Open balmas opened 3 years ago
@balmas - I spend all day to add these libraries - and here it is my results: I was able to add
And faced with problems for japanese and korean
Japanese needs Unidic, Mecab, SudachiPy
I was able to find versions for our environment - Unidic, Mecab
But I didn't find a working version for SudachiPy to work with Cython
And was not able to install all the requirements for - flake8
flake8-import-order
flake8-bulitins
There is a compiled library with SudachiPy and Cython - https://github.com/polm/fugashi But spacy requires sudacypy module (from the error)
Korean needs mecab-ko, mecab-ko-dic, natto-py
I was able to install natto-py but failed with - mecab-ko, mecab-ko-dic They failed with specific errors
I could continue with it tomorrow - it is really difficult to build the container on my evenning/night - it needs much more time. I hope the traffic of docker resources will reduce on my morning
@balmas , how do you think how much time it is worth to spend for Koreen and Japaneese support?
@balmas , how do you think how much time it is worth to spend for Koreen and Japaneese support?
@irina060981 let's not worry about those for the moment. Thanks.
Also, Telugu and Sanskrit also give a 500 error. see attachment
31 identified a tokenizer error with Chinese due to a missing dependency.

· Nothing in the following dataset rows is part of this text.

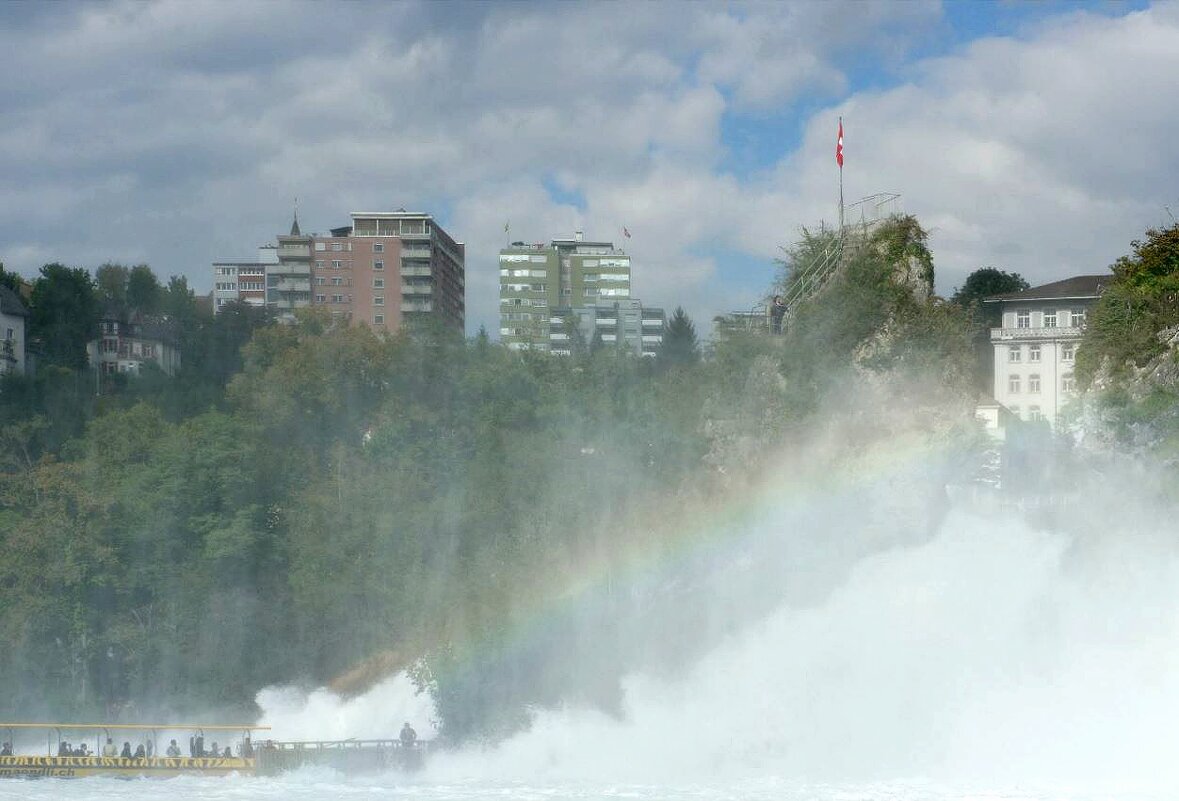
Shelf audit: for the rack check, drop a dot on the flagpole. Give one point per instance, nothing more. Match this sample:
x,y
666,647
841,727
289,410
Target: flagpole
x,y
841,178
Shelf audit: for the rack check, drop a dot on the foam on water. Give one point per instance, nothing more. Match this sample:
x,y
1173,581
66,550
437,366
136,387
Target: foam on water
x,y
993,656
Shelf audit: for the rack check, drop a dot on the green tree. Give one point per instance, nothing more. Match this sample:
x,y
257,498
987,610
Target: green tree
x,y
10,280
111,288
986,282
979,286
144,293
64,315
1122,326
679,345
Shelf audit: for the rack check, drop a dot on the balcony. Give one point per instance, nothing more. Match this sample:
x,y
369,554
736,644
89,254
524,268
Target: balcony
x,y
291,287
291,268
1064,333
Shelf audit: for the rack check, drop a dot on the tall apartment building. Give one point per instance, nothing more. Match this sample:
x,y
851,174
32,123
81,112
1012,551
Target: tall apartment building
x,y
382,270
619,323
542,282
389,268
280,277
1035,346
13,319
243,280
289,281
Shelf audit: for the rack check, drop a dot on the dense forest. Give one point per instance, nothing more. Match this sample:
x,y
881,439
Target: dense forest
x,y
324,505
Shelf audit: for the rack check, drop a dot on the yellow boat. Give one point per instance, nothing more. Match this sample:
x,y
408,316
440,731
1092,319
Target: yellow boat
x,y
54,763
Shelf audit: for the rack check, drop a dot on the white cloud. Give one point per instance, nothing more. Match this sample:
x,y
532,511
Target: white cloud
x,y
179,133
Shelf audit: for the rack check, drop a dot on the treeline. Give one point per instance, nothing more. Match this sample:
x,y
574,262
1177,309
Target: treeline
x,y
1128,361
66,304
318,504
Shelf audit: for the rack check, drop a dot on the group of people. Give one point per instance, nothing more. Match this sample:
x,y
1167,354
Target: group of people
x,y
142,752
145,750
197,748
68,749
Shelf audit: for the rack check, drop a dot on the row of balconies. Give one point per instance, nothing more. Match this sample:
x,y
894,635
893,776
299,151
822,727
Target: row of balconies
x,y
1064,333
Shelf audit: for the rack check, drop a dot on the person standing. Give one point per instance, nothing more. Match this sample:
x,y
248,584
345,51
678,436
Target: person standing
x,y
408,736
777,312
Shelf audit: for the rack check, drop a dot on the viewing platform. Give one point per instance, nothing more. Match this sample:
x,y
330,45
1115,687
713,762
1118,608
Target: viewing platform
x,y
344,755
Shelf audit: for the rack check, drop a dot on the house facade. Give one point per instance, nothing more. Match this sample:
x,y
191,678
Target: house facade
x,y
126,346
13,327
1035,345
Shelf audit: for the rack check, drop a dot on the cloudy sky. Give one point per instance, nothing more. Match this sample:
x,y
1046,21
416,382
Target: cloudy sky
x,y
1038,138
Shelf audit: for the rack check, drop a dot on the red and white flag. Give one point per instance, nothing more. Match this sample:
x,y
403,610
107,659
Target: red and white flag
x,y
838,146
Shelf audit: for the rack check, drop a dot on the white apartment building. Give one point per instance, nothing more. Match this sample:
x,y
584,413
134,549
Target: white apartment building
x,y
540,282
243,280
1035,345
13,317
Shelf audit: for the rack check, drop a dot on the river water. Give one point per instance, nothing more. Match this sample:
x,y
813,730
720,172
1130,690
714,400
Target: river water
x,y
992,662
325,786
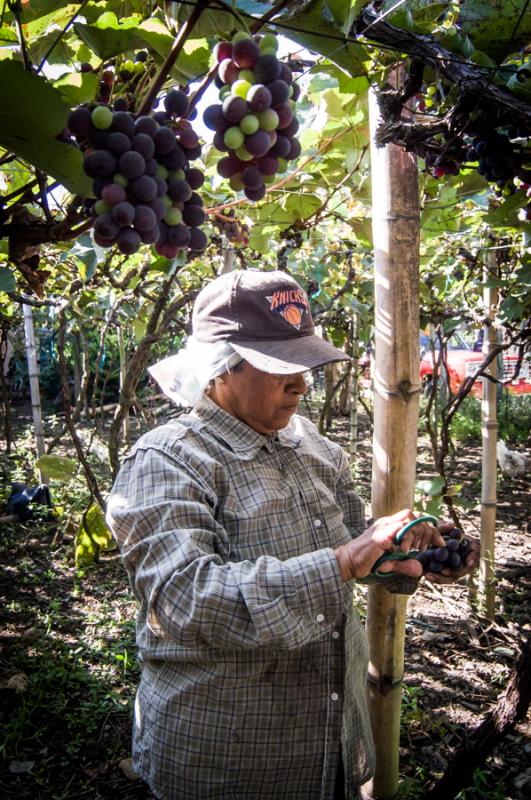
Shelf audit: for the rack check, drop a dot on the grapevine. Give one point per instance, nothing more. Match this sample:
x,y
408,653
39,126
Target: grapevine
x,y
254,122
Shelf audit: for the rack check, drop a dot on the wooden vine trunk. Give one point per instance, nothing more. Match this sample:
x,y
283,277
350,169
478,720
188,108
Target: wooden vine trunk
x,y
395,225
489,434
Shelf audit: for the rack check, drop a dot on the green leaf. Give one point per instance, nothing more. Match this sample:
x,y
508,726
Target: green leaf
x,y
32,114
77,87
430,487
58,468
92,537
8,281
108,37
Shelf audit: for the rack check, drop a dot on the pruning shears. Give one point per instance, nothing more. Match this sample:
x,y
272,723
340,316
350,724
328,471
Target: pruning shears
x,y
400,555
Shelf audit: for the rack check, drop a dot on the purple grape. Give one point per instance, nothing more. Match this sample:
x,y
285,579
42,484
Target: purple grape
x,y
285,73
143,144
259,98
151,167
175,160
128,241
281,148
178,235
252,177
176,103
198,240
151,236
144,188
146,125
255,194
118,143
131,165
244,53
123,214
452,545
193,153
165,141
79,122
279,92
257,144
124,122
268,165
144,219
291,129
285,115
195,200
228,71
195,177
162,186
112,194
234,108
213,116
188,139
179,190
99,164
106,227
193,216
266,69
295,150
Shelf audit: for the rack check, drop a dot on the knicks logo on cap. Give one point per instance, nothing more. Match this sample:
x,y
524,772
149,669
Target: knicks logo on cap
x,y
290,304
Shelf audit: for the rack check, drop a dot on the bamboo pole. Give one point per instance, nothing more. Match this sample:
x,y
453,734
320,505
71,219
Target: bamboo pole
x,y
395,224
354,386
489,431
33,374
123,375
227,251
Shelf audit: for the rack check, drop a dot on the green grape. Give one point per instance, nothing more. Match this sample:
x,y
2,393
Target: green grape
x,y
249,124
243,154
102,117
241,88
173,216
268,119
233,138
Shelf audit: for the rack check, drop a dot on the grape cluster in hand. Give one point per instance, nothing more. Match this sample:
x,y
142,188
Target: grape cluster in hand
x,y
452,556
142,178
254,122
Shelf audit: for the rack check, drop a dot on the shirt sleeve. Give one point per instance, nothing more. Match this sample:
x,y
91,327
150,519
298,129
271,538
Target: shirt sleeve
x,y
162,513
349,500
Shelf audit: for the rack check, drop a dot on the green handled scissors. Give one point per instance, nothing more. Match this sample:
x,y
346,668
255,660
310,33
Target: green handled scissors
x,y
400,555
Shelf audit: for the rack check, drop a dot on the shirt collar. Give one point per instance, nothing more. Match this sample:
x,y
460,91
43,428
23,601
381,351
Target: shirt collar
x,y
242,439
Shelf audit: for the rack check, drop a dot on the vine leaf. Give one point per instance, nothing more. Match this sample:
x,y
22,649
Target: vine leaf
x,y
32,114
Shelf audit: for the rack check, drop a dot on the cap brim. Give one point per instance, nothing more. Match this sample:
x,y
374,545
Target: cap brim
x,y
289,356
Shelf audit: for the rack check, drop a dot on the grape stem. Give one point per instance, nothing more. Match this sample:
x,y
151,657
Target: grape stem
x,y
172,56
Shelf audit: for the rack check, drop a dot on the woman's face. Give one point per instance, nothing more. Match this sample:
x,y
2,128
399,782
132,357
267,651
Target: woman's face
x,y
263,401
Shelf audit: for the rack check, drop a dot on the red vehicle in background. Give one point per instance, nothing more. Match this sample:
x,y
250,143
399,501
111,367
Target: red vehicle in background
x,y
462,361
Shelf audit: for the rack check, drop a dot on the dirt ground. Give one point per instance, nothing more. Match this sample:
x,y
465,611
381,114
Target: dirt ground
x,y
68,672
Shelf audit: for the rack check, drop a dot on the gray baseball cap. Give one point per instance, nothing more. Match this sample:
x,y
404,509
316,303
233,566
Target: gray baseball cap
x,y
266,318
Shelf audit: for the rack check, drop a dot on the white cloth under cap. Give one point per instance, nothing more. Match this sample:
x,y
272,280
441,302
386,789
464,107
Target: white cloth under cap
x,y
184,376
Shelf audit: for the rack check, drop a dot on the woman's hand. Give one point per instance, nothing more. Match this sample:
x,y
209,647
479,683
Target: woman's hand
x,y
357,558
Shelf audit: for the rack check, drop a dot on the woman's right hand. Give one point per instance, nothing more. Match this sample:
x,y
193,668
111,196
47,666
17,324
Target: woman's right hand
x,y
357,558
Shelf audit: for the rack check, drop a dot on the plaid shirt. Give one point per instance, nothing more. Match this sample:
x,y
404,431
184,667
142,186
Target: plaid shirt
x,y
253,659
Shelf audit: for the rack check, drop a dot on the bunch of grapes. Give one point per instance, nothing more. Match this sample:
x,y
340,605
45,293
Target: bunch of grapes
x,y
254,122
451,556
236,231
142,178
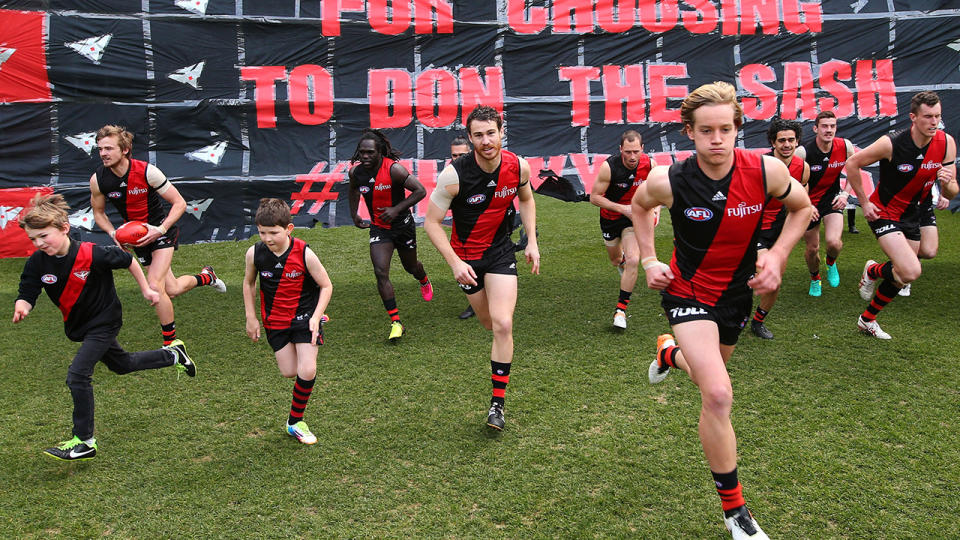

Spacy documentation lists additional dependencies for a number of languages at https://spacy.io/usage/models#languages:
Japanese: Unidic, Mecab, SudachiPy Russian: pymorphy2 Ukrainian: pymorphy2 Thai: pythainlp Korean: mecab-ko, mecab-ko-dic, natto-py Vietnamese: Pyvi
@irina060981 if you can confirm the chinese fix works (and the Dockerfile fix too) maybe you can add these dependencies too?